Greenville Bankruptcy & Bill To Taxpayer is Real Risk

The bankrupt toll road in South Carolina shows what can happen when drivers won’t pay tolls to travel the Garden Parkway. Down in Greenville, South Carolina’s nine year old Southern Connector toll road filed for bankruptcy because traffic never materialized as projected. Not only did South Carolina’s management company leave SC taxpayers holding the bag for $8.3 million, it didn’t have the money to issue paychecks to its employees, much less make the payments on the $200 million note. When the 16 mile road opened in 2001, it was supposed to have 21,000 cars a day, but less than 7,500 were willing to pay the $2.50 toll. The company that estimated traffic for the Greenville road is the same company that is estimating demand for the toll road to no where.

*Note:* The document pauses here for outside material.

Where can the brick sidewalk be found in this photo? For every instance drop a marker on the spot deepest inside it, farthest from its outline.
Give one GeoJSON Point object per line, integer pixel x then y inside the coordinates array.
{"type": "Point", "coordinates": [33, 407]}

There are a million reasons why the toll road to no where is bad business. Start with the price tag for the twenty two mile toll road to no where. With the construction price as high as it is, tolls will cost between $2.20 and $4.40, a lot more than the SC toll road. How many Gaston County commuters do you know who can fork out nearly ten bucks a day (over $2200 a year) to drive to and from work? Like the Southern Connector, promoters are counting on the back country Garden Parkway to stimulate new development. When they say “stimulate new development,” in reality that means they are just making up the traffic numbers. Let’s face it. People in North and South Carolina will not pay tolls to ride on a road when they are already paying taxes for roads. That’s the way we grew up and that’s the way we’re going to be.